Dans ce chapitre, l'attention se porte encore un peu sur Joseph Curwen. Il n'est pas étonnant que la fin d'une première section fasse encore entendre le thème "Joseph Curwen" :
Mais, finalement, l'attention se déporte plutôt sur Charles Dexter Ward et ses multiples tribulations généalogiques. La musique qui soutient toute la fin de la seconde section et assure la transition avec la troisième est jouée au piano. Une simple note répétée débute l'extrait, puis le thème "Jospeh Curwen" arrive dans le grave. La présentation est ici très calme, mais non moins pesante. Le temps s'étire... mais ne cède toujours pas la thématique "Ward", pourtant à l'oeuvre dans ce passage...
Les recherches de Ward se précisent : les excursions dans les cimetières, dans le but de retrouver la tombe de Curwen, se multiplient. La "quête macabre de la stèle inconnue" commence... Dans cet extrait, la rythmique des basses est particulière : elle fait entendre une répétition du ré, mais aussi un petit mouvement de va-et-vient ; il s'agit, ni plus ni moins, des notes "Ward".
C'est sur cette rythmique et thématique sous-jacentes que vient se poser le thème "Joseph Curwen". Les deux thèmes commencent dangereusement à se mélanger. Certes pas à se confondre, mais à se superposer : l'un soutient l'autre, l'autre s'appuie sur l'un...
L'épisode où Charles Dexter Ward quitte Providence pour faire un petit tour d'Europe fut l'occasion de s'amuser un peu avec les éléments thématiques. "Notre héros" quitte l'Amérique pour l'Angleterre, la France, la Tchéquie, l'Autriche et enfin la Transylvanie. Véritable voyage que je compte bien refléter dans la musique.
Pour la signature sonore de l'Angleterre, j'ai réutilisé l'un des célèbres thèmes de la Water Music de G. F. Haendel :
... mais transformé en mode mineur, et avec des intervalles pas toujours très "convenables" (un lab vient titiller l'oreille)...
Pour la France, c'est bien entendu les premières notes de la Marseillaise qui accueillent Charles Dexter Ward, mais, comme en Angleterre, jouées en mode mineur... en contre-chant, nous entendons un petit fragment de G. Bizet (Carmen, "l'amour est un oiseau rebelle")... oui, oui, nous sommes bien en France !

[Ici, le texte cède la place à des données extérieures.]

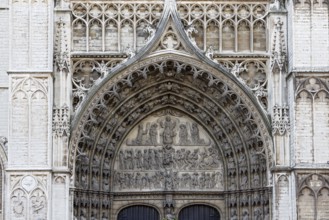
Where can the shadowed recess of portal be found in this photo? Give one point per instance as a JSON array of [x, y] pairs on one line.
[[198, 212], [138, 212]]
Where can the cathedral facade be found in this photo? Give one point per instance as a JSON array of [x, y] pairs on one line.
[[164, 110]]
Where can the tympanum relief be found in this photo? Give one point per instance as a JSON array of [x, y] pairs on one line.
[[168, 153]]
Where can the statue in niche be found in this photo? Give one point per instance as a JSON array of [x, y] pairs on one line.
[[18, 208], [169, 130], [195, 135], [82, 215], [245, 215], [104, 217], [129, 160], [183, 135], [138, 181], [138, 159], [152, 161], [146, 181], [256, 180], [202, 180], [233, 185], [257, 214], [169, 185], [159, 158], [168, 152], [244, 182], [194, 158], [195, 181], [146, 163], [233, 215], [140, 133], [121, 160], [153, 135], [267, 214]]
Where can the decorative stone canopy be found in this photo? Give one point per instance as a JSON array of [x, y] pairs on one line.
[[184, 81]]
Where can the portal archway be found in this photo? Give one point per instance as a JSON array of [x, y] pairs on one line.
[[113, 126], [138, 212], [199, 211]]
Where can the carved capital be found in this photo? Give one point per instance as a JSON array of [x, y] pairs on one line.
[[61, 55], [61, 121], [280, 121]]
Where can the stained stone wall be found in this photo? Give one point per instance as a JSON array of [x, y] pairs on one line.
[[110, 104]]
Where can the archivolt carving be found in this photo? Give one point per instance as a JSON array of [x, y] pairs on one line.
[[168, 83]]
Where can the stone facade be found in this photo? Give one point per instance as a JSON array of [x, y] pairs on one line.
[[108, 105]]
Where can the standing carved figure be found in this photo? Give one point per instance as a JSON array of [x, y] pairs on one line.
[[139, 159], [183, 135], [169, 130], [233, 215], [121, 160], [146, 163], [195, 135], [140, 133], [153, 134]]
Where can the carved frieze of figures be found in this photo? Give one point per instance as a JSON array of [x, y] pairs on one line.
[[28, 199], [168, 130], [169, 157], [168, 180], [170, 152]]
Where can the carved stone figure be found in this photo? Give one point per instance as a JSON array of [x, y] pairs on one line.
[[245, 215], [139, 159], [183, 135], [140, 133], [233, 215], [195, 135], [257, 214], [153, 135], [168, 132]]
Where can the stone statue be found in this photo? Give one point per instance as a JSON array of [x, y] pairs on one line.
[[153, 134], [233, 215], [245, 215], [169, 130], [183, 135], [140, 133], [195, 135]]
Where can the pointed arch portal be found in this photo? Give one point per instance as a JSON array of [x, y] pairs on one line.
[[170, 124]]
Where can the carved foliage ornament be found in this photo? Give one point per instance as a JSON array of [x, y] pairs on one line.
[[164, 100], [62, 57], [280, 120], [165, 84], [61, 121]]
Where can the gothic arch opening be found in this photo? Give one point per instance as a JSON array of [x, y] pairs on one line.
[[168, 131], [138, 212], [199, 211]]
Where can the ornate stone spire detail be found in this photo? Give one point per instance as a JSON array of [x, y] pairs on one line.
[[62, 58], [190, 29], [150, 31], [280, 121], [61, 121], [279, 54]]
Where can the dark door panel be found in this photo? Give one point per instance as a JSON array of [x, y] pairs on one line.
[[199, 212], [138, 212]]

Arrivé en Tchéquie, nous entendons le thème du poème symphonique La Moldau de Smetana. Le thème est presque inchangé, si ce n'est la fin - et bien sûr l'environnement sonore beaucoup plus tourmenté et nettement moins romantique que l'original...

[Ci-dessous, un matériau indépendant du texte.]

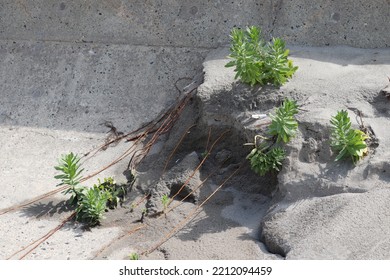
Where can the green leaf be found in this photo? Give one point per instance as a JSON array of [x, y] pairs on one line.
[[346, 141]]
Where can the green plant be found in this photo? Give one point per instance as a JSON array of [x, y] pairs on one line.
[[92, 205], [267, 155], [348, 142], [165, 201], [256, 61], [283, 124], [115, 193], [134, 256], [263, 162], [70, 168]]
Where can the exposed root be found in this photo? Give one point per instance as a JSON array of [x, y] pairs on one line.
[[189, 217]]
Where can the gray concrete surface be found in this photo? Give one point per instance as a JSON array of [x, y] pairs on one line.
[[196, 23], [69, 66]]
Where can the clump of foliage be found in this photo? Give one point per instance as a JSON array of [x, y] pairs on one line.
[[92, 206], [267, 156], [90, 203], [348, 142], [165, 201], [115, 193], [70, 168], [258, 62], [134, 256], [264, 161]]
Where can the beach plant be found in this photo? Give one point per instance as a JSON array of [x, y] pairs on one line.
[[91, 207], [263, 162], [165, 201], [283, 123], [134, 256], [259, 62], [90, 203], [70, 174], [268, 155], [348, 142], [115, 193]]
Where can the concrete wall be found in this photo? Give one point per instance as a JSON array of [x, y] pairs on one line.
[[197, 23]]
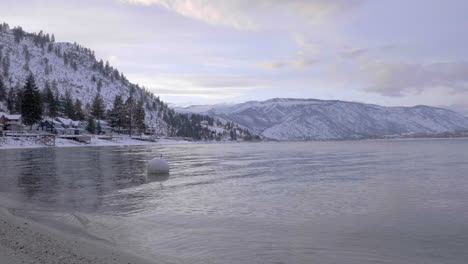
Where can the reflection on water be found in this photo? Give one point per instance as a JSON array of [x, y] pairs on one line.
[[318, 202]]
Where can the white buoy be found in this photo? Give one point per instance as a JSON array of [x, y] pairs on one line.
[[158, 166]]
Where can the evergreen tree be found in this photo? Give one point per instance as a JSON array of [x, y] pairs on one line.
[[129, 109], [3, 95], [117, 114], [91, 126], [79, 114], [98, 109], [50, 101], [31, 104], [67, 107], [11, 100], [140, 117], [19, 99]]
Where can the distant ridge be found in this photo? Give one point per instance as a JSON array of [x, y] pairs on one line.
[[313, 119]]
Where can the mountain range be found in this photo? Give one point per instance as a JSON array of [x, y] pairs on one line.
[[71, 69], [311, 119]]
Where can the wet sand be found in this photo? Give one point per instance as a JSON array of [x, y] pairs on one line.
[[27, 242]]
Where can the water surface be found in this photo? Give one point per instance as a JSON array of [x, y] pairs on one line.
[[399, 201]]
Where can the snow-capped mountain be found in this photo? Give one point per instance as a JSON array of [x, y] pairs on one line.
[[72, 69], [311, 119], [68, 67]]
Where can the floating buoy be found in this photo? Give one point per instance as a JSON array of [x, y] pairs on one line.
[[158, 166]]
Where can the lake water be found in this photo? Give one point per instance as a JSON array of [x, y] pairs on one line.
[[395, 201]]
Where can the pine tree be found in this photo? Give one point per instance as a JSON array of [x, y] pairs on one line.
[[79, 114], [91, 126], [19, 99], [129, 109], [31, 105], [50, 101], [67, 106], [98, 110], [140, 117], [117, 113], [11, 100], [2, 90]]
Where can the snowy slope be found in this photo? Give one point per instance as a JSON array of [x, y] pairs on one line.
[[310, 119], [83, 81]]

Pour l'Autriche, de nombreux noms de compositeurs nous viennent (sans jeu de mot) à l'esprit : Heinrich Ignaz Franz von Biber, Wolfgang Amadeus Mozart, Ludwig van Beethoven, Franz Schubert... allez, je n'ai pas fait dans la finesse, prenons Mozart... Smetana débouche immédiatement sur le thème de la 40e symphonie - normalement joué au violons, ici confié aux violoncelles/contrebasses, tandis que les parties aiguës (flûtes) font entendre le retentissant "Dies Irae" de son Requiem (messe des morts) :
La succession de tous ces fragments, dont l'intervention coïncide bien évidemment avec le récit, constitue le Voyage de Charles Dexter Ward :
Mais Ward retourne à Providence. Et là, son regard est émerveillé. Il est évident que nous avons là un Lovecraft qui ne peut s'empêcher de songer à son retour de New York... après le périple, le retour à la cité natale et réconfortante. Littérairement, cette idée fait écho à la Quête onirique de Kadath l'Inconnue, où Randolph Carter finit par "espérer Providence"... musicalement, j'ai voulu une évocation semblable.

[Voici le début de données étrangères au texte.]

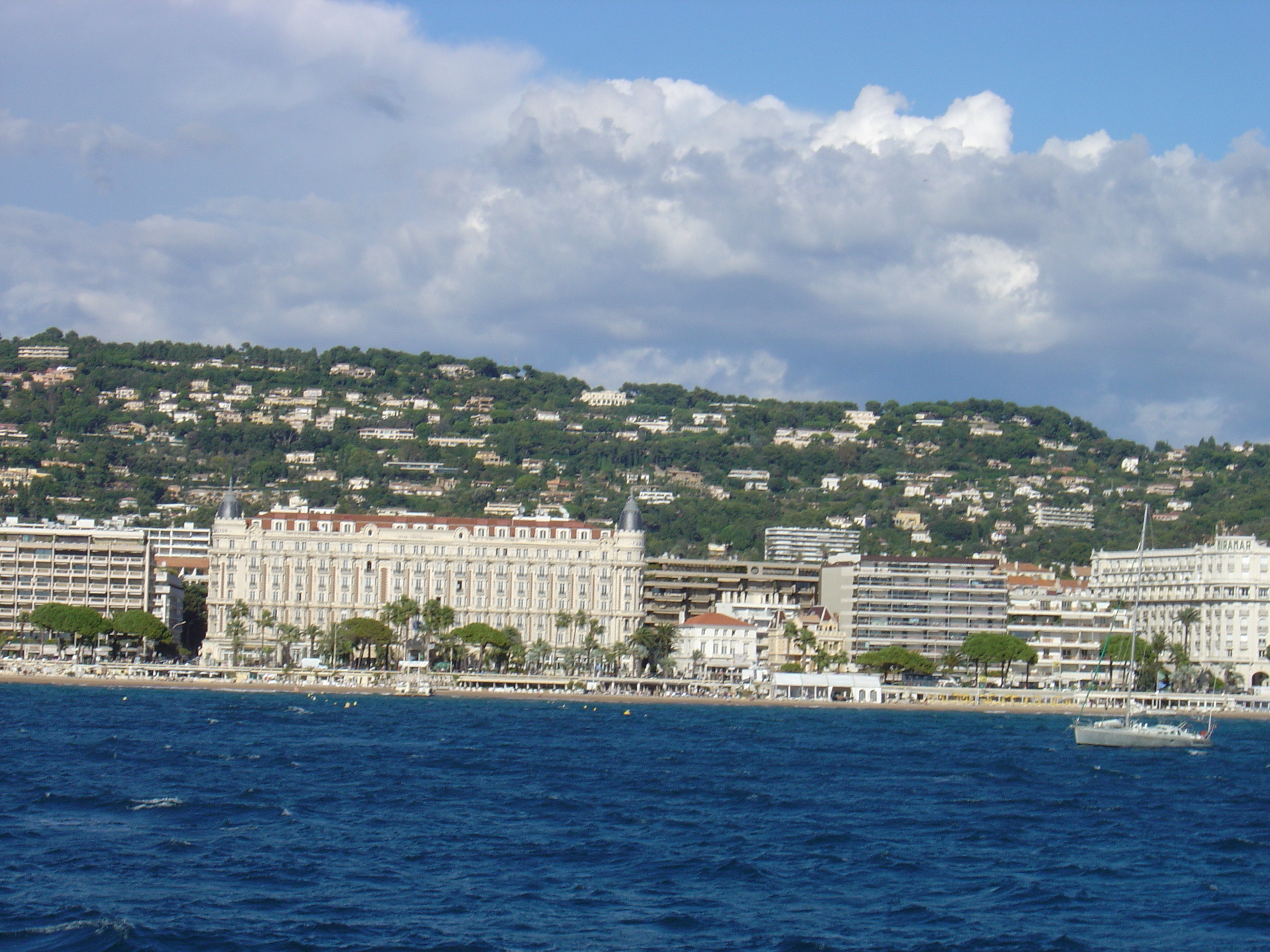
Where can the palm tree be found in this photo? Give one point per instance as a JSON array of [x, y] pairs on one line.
[[288, 636], [313, 633], [1188, 618], [399, 615], [237, 629], [537, 653], [952, 661], [267, 620], [437, 619], [806, 642]]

Occasion de faire entendre le "thème de Providence" :
Il est ici basculé à la basse, et harmonisé à grand renfort de retards, appoggiatures et autres notes étrangères capables de rendre le passage le plus émotif et romantique possible. Partant d'un registre médium, les tessitures s'élargissent peu à peu pour couvrir la totalité du spectre sonore. La contemplation de Providence s'agrandit, et subjugue Ward.